Bitlis’e gelen Muhammed Küfrevi,
Kızılmescit Mahallesi’nde bir ev kiralayarak burada dergahını açar. Bitlis’te
büyük bir ilgi ile karşılanır. Erkekler
kadar Bitlisli hanımların da ilgisini çeker, bunun için vefat eden eşinin
bıraktığı boşluğun ortadan kaldırılması
için dileklerini dile getirirler.
Yaşamının en olgun dönemindedir. Artık 50’li yaşlarına gelmiştir, eşinin
ve oğlunun yokluğunun verdiği boşluğun
evlenmek suretiyle doldurulması önerilerine tebessümle karşılık vererek “Allahu Teala miyesser ederse” der ve
konuyu geçiştirir. Ancak baskılara fazla direnç gösteremez ve bir süre sonra aynı mahallede ikamet
eden Bitlis Eşrafından Emin Efendi’nin
Fatima adlı kız kardeşi ile ikinci evliliğini yapar.
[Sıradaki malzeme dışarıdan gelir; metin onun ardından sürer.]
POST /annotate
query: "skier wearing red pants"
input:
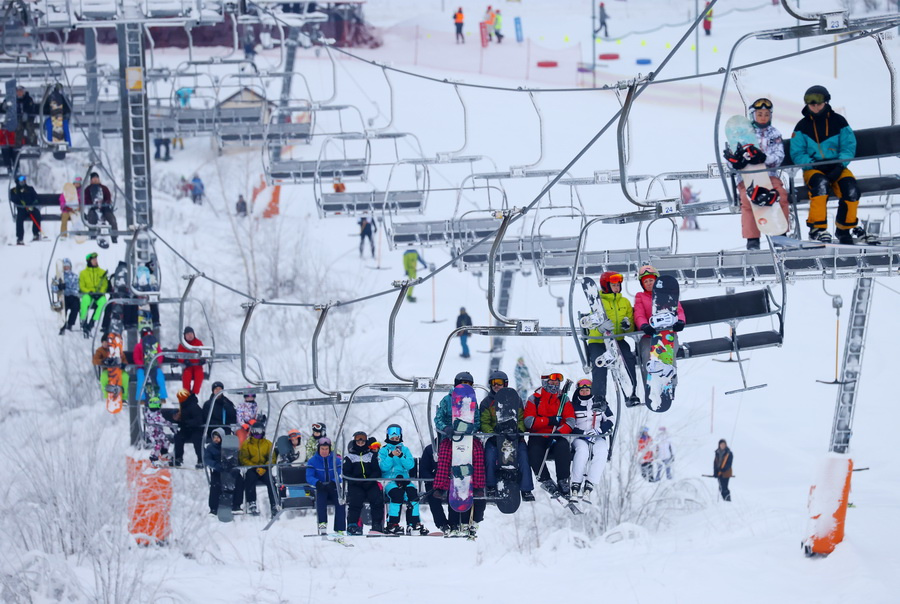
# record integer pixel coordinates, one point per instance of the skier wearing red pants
(192, 374)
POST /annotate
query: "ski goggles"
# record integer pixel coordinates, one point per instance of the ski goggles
(814, 99)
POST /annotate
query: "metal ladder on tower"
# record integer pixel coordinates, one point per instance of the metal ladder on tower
(851, 368)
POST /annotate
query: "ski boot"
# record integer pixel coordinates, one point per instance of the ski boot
(576, 492)
(550, 487)
(393, 528)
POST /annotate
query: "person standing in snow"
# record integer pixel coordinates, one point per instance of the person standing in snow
(722, 468)
(664, 454)
(595, 422)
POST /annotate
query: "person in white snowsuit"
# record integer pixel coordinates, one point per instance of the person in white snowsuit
(665, 455)
(594, 420)
(155, 426)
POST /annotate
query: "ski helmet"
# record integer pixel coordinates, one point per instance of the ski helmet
(498, 375)
(647, 271)
(607, 278)
(816, 94)
(394, 430)
(463, 376)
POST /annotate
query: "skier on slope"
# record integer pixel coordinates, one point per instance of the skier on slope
(192, 374)
(190, 427)
(144, 355)
(548, 411)
(361, 465)
(665, 454)
(71, 294)
(155, 426)
(769, 141)
(595, 422)
(487, 411)
(643, 309)
(645, 454)
(323, 472)
(619, 319)
(104, 359)
(212, 457)
(257, 451)
(219, 410)
(396, 461)
(93, 283)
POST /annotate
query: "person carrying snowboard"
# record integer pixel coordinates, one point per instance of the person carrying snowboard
(366, 228)
(620, 319)
(71, 294)
(549, 412)
(361, 465)
(219, 409)
(190, 427)
(396, 461)
(104, 359)
(24, 198)
(664, 453)
(257, 451)
(825, 136)
(645, 454)
(487, 411)
(192, 374)
(772, 146)
(595, 422)
(98, 200)
(411, 261)
(722, 468)
(323, 472)
(155, 426)
(92, 283)
(212, 457)
(464, 320)
(146, 354)
(643, 309)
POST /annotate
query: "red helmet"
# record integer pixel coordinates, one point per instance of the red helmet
(607, 278)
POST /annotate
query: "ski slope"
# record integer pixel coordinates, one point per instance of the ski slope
(63, 510)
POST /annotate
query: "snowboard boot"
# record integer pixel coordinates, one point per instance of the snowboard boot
(576, 492)
(550, 487)
(821, 235)
(859, 233)
(843, 236)
(564, 488)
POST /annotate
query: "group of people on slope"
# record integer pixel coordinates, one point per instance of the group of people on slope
(822, 144)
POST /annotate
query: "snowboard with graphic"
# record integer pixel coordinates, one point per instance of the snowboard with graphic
(764, 202)
(463, 405)
(661, 372)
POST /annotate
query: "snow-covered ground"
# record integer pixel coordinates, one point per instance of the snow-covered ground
(64, 505)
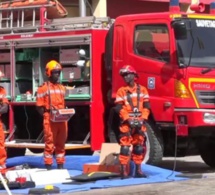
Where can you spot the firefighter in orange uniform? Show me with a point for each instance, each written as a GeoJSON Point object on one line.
{"type": "Point", "coordinates": [51, 96]}
{"type": "Point", "coordinates": [3, 109]}
{"type": "Point", "coordinates": [132, 105]}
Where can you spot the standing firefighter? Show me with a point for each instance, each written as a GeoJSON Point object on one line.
{"type": "Point", "coordinates": [133, 108]}
{"type": "Point", "coordinates": [50, 96]}
{"type": "Point", "coordinates": [3, 109]}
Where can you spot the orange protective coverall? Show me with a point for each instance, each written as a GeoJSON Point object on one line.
{"type": "Point", "coordinates": [55, 133]}
{"type": "Point", "coordinates": [3, 154]}
{"type": "Point", "coordinates": [136, 139]}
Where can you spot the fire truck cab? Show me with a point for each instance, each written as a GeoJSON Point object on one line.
{"type": "Point", "coordinates": [173, 55]}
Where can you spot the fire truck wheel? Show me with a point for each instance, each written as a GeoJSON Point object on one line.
{"type": "Point", "coordinates": [154, 147]}
{"type": "Point", "coordinates": [14, 152]}
{"type": "Point", "coordinates": [206, 150]}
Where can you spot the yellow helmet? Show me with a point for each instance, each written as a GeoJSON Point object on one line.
{"type": "Point", "coordinates": [52, 65]}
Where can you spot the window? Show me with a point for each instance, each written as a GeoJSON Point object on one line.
{"type": "Point", "coordinates": [152, 41]}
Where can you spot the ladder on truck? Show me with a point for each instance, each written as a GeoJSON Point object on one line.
{"type": "Point", "coordinates": [14, 20]}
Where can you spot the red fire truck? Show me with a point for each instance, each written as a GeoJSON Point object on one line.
{"type": "Point", "coordinates": [172, 52]}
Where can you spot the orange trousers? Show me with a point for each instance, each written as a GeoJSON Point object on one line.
{"type": "Point", "coordinates": [3, 154]}
{"type": "Point", "coordinates": [55, 135]}
{"type": "Point", "coordinates": [135, 139]}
Bu evlilikten dört erkek çocuğu olur.
Abdulhadi, Abdulbari, Abdulhalik ve Abdulbaki ismindeki oğulları da babalarının denetiminde ilmi eğitimlerini
alıp, babalarının izinde hizmetlerine devam ederler.
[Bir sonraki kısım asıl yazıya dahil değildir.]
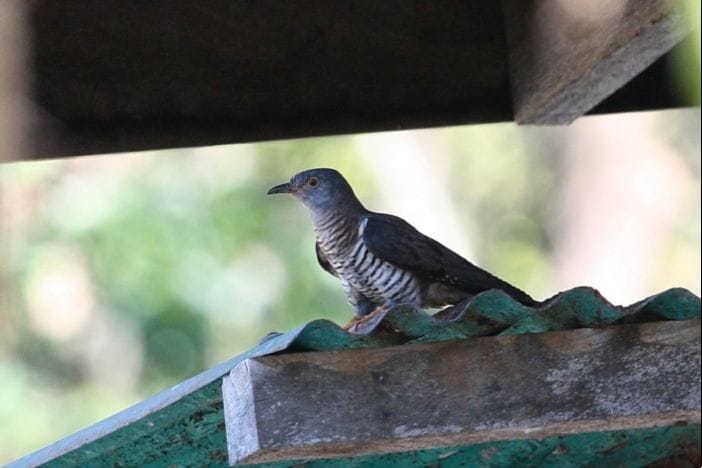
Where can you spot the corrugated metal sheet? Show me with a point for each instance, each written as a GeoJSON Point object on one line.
{"type": "Point", "coordinates": [184, 425]}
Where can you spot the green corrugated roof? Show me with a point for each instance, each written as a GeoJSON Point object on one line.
{"type": "Point", "coordinates": [184, 425]}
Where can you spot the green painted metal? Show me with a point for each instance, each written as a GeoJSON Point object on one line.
{"type": "Point", "coordinates": [184, 425]}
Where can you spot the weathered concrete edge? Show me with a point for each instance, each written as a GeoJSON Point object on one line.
{"type": "Point", "coordinates": [341, 450]}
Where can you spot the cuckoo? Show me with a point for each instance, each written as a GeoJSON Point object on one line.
{"type": "Point", "coordinates": [381, 259]}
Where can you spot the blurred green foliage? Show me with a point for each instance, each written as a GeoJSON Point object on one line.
{"type": "Point", "coordinates": [122, 275]}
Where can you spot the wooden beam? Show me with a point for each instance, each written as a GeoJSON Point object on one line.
{"type": "Point", "coordinates": [348, 403]}
{"type": "Point", "coordinates": [565, 57]}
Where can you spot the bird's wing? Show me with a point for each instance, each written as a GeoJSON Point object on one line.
{"type": "Point", "coordinates": [324, 261]}
{"type": "Point", "coordinates": [397, 242]}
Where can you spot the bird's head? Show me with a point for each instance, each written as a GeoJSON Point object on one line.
{"type": "Point", "coordinates": [320, 190]}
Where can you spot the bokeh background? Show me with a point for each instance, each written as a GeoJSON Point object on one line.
{"type": "Point", "coordinates": [122, 275]}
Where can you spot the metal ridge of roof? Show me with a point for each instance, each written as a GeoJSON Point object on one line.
{"type": "Point", "coordinates": [185, 423]}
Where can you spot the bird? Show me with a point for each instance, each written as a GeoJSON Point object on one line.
{"type": "Point", "coordinates": [382, 260]}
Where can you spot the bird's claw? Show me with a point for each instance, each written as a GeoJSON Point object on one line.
{"type": "Point", "coordinates": [364, 324]}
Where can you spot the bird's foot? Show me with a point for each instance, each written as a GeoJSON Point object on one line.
{"type": "Point", "coordinates": [364, 324]}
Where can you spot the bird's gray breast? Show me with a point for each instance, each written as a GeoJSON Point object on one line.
{"type": "Point", "coordinates": [359, 269]}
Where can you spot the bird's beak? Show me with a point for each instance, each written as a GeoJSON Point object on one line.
{"type": "Point", "coordinates": [283, 188]}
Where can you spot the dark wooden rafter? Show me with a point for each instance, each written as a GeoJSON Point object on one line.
{"type": "Point", "coordinates": [110, 76]}
{"type": "Point", "coordinates": [567, 57]}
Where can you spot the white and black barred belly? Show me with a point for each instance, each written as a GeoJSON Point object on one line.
{"type": "Point", "coordinates": [360, 270]}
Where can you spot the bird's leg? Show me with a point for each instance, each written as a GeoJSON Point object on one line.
{"type": "Point", "coordinates": [360, 320]}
Muhammed Küfrevi, yaşamı boyunca
başta Osmanlı Devlet adamları olmak üzere çevrede vatan hizmetinde bulunan idari ve
askeri şahsiyetlerle iyi ilişkiler içinde bulunmuş ve derin izler bırakmıştır.
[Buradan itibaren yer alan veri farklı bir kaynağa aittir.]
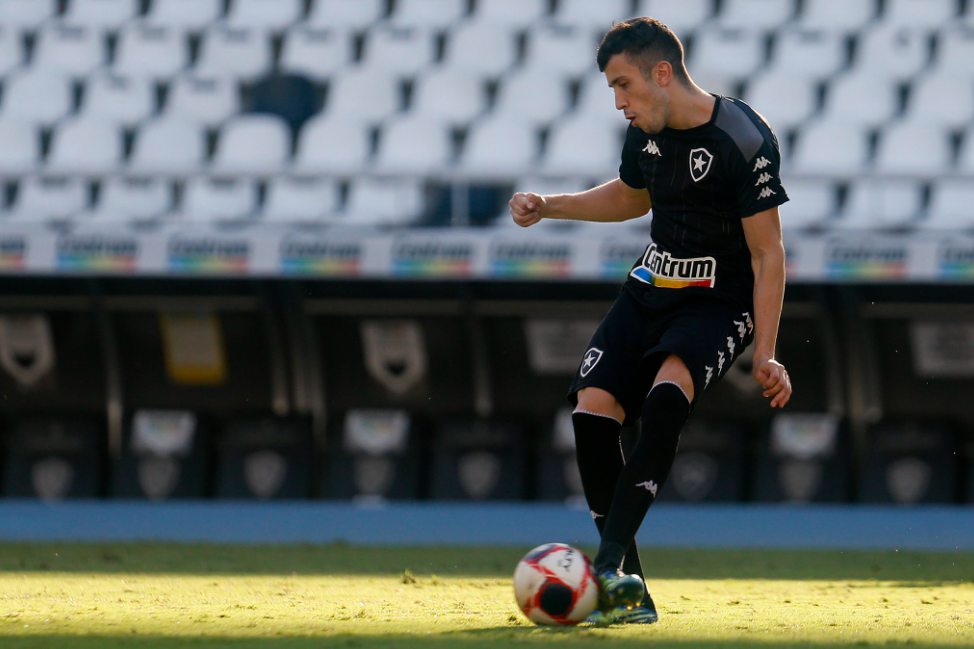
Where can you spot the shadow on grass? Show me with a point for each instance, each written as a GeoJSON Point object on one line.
{"type": "Point", "coordinates": [913, 568]}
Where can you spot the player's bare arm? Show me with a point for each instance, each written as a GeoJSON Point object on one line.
{"type": "Point", "coordinates": [612, 202]}
{"type": "Point", "coordinates": [763, 234]}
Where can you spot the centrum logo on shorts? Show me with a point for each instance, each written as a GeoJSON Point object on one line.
{"type": "Point", "coordinates": [661, 269]}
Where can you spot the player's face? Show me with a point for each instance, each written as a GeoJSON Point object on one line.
{"type": "Point", "coordinates": [644, 103]}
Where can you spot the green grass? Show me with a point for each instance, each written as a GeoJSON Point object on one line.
{"type": "Point", "coordinates": [155, 596]}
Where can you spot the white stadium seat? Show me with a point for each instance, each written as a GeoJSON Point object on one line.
{"type": "Point", "coordinates": [193, 15]}
{"type": "Point", "coordinates": [682, 17]}
{"type": "Point", "coordinates": [585, 147]}
{"type": "Point", "coordinates": [264, 14]}
{"type": "Point", "coordinates": [26, 14]}
{"type": "Point", "coordinates": [21, 150]}
{"type": "Point", "coordinates": [100, 14]}
{"type": "Point", "coordinates": [85, 145]}
{"type": "Point", "coordinates": [71, 50]}
{"type": "Point", "coordinates": [243, 54]}
{"type": "Point", "coordinates": [500, 147]}
{"type": "Point", "coordinates": [450, 96]}
{"type": "Point", "coordinates": [428, 14]}
{"type": "Point", "coordinates": [559, 50]}
{"type": "Point", "coordinates": [398, 51]}
{"type": "Point", "coordinates": [413, 145]}
{"type": "Point", "coordinates": [171, 144]}
{"type": "Point", "coordinates": [253, 144]}
{"type": "Point", "coordinates": [480, 49]}
{"type": "Point", "coordinates": [378, 202]}
{"type": "Point", "coordinates": [208, 100]}
{"type": "Point", "coordinates": [300, 199]}
{"type": "Point", "coordinates": [125, 100]}
{"type": "Point", "coordinates": [37, 97]}
{"type": "Point", "coordinates": [514, 95]}
{"type": "Point", "coordinates": [756, 14]}
{"type": "Point", "coordinates": [332, 145]}
{"type": "Point", "coordinates": [154, 51]}
{"type": "Point", "coordinates": [43, 198]}
{"type": "Point", "coordinates": [316, 53]}
{"type": "Point", "coordinates": [351, 14]}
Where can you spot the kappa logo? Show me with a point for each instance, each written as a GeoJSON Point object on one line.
{"type": "Point", "coordinates": [700, 163]}
{"type": "Point", "coordinates": [652, 149]}
{"type": "Point", "coordinates": [590, 360]}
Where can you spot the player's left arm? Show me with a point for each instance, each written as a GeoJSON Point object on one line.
{"type": "Point", "coordinates": [763, 234]}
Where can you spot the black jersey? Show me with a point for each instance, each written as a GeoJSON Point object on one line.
{"type": "Point", "coordinates": [702, 182]}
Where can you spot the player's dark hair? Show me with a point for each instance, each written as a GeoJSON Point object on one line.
{"type": "Point", "coordinates": [645, 41]}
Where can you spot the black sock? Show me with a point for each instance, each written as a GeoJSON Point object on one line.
{"type": "Point", "coordinates": [600, 462]}
{"type": "Point", "coordinates": [665, 411]}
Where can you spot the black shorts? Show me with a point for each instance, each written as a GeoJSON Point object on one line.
{"type": "Point", "coordinates": [637, 334]}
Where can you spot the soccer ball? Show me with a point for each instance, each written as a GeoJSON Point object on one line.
{"type": "Point", "coordinates": [554, 584]}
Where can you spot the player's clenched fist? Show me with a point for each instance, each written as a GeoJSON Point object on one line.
{"type": "Point", "coordinates": [527, 209]}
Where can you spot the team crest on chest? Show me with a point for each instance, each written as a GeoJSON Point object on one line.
{"type": "Point", "coordinates": [700, 163]}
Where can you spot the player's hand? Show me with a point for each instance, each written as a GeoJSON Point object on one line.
{"type": "Point", "coordinates": [527, 209]}
{"type": "Point", "coordinates": [774, 378]}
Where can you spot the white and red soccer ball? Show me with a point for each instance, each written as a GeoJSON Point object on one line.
{"type": "Point", "coordinates": [554, 584]}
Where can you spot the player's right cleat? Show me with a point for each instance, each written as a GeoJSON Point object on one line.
{"type": "Point", "coordinates": [619, 589]}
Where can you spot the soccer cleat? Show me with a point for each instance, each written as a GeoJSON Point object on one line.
{"type": "Point", "coordinates": [619, 589]}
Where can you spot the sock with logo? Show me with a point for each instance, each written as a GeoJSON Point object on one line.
{"type": "Point", "coordinates": [664, 413]}
{"type": "Point", "coordinates": [600, 462]}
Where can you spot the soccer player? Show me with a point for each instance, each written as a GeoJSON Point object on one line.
{"type": "Point", "coordinates": [710, 283]}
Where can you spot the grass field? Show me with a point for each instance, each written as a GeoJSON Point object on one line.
{"type": "Point", "coordinates": [154, 596]}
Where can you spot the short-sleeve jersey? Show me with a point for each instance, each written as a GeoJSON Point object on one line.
{"type": "Point", "coordinates": [703, 182]}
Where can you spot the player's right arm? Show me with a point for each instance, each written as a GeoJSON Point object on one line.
{"type": "Point", "coordinates": [614, 201]}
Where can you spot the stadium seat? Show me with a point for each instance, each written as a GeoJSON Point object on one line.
{"type": "Point", "coordinates": [427, 14]}
{"type": "Point", "coordinates": [315, 52]}
{"type": "Point", "coordinates": [785, 100]}
{"type": "Point", "coordinates": [755, 14]}
{"type": "Point", "coordinates": [349, 14]}
{"type": "Point", "coordinates": [588, 15]}
{"type": "Point", "coordinates": [37, 97]}
{"type": "Point", "coordinates": [154, 51]}
{"type": "Point", "coordinates": [482, 49]}
{"type": "Point", "coordinates": [579, 145]}
{"type": "Point", "coordinates": [21, 150]}
{"type": "Point", "coordinates": [275, 15]}
{"type": "Point", "coordinates": [243, 54]}
{"type": "Point", "coordinates": [208, 100]}
{"type": "Point", "coordinates": [829, 146]}
{"type": "Point", "coordinates": [171, 144]}
{"type": "Point", "coordinates": [383, 202]}
{"type": "Point", "coordinates": [85, 145]}
{"type": "Point", "coordinates": [814, 54]}
{"type": "Point", "coordinates": [213, 199]}
{"type": "Point", "coordinates": [911, 147]}
{"type": "Point", "coordinates": [300, 199]}
{"type": "Point", "coordinates": [329, 144]}
{"type": "Point", "coordinates": [881, 204]}
{"type": "Point", "coordinates": [70, 50]}
{"type": "Point", "coordinates": [532, 82]}
{"type": "Point", "coordinates": [559, 50]}
{"type": "Point", "coordinates": [682, 17]}
{"type": "Point", "coordinates": [126, 100]}
{"type": "Point", "coordinates": [26, 15]}
{"type": "Point", "coordinates": [413, 145]}
{"type": "Point", "coordinates": [500, 147]}
{"type": "Point", "coordinates": [451, 96]}
{"type": "Point", "coordinates": [194, 15]}
{"type": "Point", "coordinates": [44, 198]}
{"type": "Point", "coordinates": [369, 95]}
{"type": "Point", "coordinates": [100, 14]}
{"type": "Point", "coordinates": [259, 144]}
{"type": "Point", "coordinates": [950, 206]}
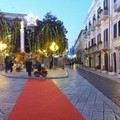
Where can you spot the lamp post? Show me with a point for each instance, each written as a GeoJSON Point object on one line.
{"type": "Point", "coordinates": [54, 47]}
{"type": "Point", "coordinates": [2, 46]}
Muhammed Küfrevi’nin bu tavrı, kendisinden sonraki kuşaklar tarafından da
önemsenmiş, benimsenmiş ve bir ata tavsiyesi olarak geleneksel hale
getirilmiştir.
Muhammed Küfrevi, yaşadığı dönem içinde Osmanlı İmparatorluğu’nun
Padişahlarından II. Abdulhamit ile
aralarında yakın bir dostluk bağı vardı.
Muhammed Küfrevi, 123 yıllık uzun
ve çevresine ışık saçan bir ömürle, binlerce müridine hizmet etmiş, üç
yüzden fazla halife yetiştirmiş bir kişi olarak 1898 Yılında Yaradan’ının
yanına intikal etmiştir. Vefatının
ardından aynı yıl II Abdulhamit,
Muhammed Küfrevi’ye olan saygı ve sadakatini perçinlemek için bir türbe yapılması emrini vermiştir.
Küfrevi Türbesi |
Küfrevi Türbesi, Padişah’ın özel olarak görevlendirdiği İtalyan Mimar
Alberto tarafından inşa edilmiştir.
Mimari tarzı bakımından bölgede benzerlerine rastlanmamaktadır. Tamamen
İtalyan mimari tarzı ile inşa edilen türbenin Bizans eserlerindeki sütun yapısı
ve vitraylar dikkati çekmektedir. Türbenin iki kanatlı giriş kapısı, altın ve
gümüş süslemelerle bezenmiştir. Çok değerli kısımlarının Rus işgali sırasında
Moskova’ya götürüldüğüne dair söylemler bulunmaktadır. Türbenin iç kısmında,
giriş kapısının hemen üstünde Muhammed Küfrevi’nin yaşlılık dönemlinde Camiye
götürülmesini sağlamak amacıyla yaptırılan “tahtırevan”
orijinal şekli ile korunmaktadır.
Sekizgen gövdeli türbede her yüz, hafif bir dışbükey biçimlenme
göstermektedir. Doğu yüz dışındaki
köşelere dar başlıklı, silindirik bir sütünce yerleştirilmiştir. Sütüncelerin
taşıdığı kuşak bütün gövdeyi dolanmaktadır. Kubbe eteğindeki saçak kornişi
ve pencerelerdeki silme vitray
düzenlemeleri ile hareketli bir görünüm oluşturmaktadır.
Yapı, asıl türbe mekanı ile bunun doğusunda uzanan dört kubbeli revaktan
oluşmaktadır. Kubbe ile örtülen ana yapının doğusunda kare planlı ve kubbeli
giriş mekanı yer almaktadır.
Bu türbede,
Muhammed Küfrevi’nin yanı sıra muhterem eşleri Fatima Hanım, oğulları
Abdülhadi, Abdülbari ve Abdülbaki Efendiler, Torunu Nesim Efendi, Torununun
çocukları Cesim Efendi ve Vesim Efendi, bir diğeri ise Cesim Efendi’nin
muhterem eşleri Naciye Hanım’ın kabirleri yer almaktadır.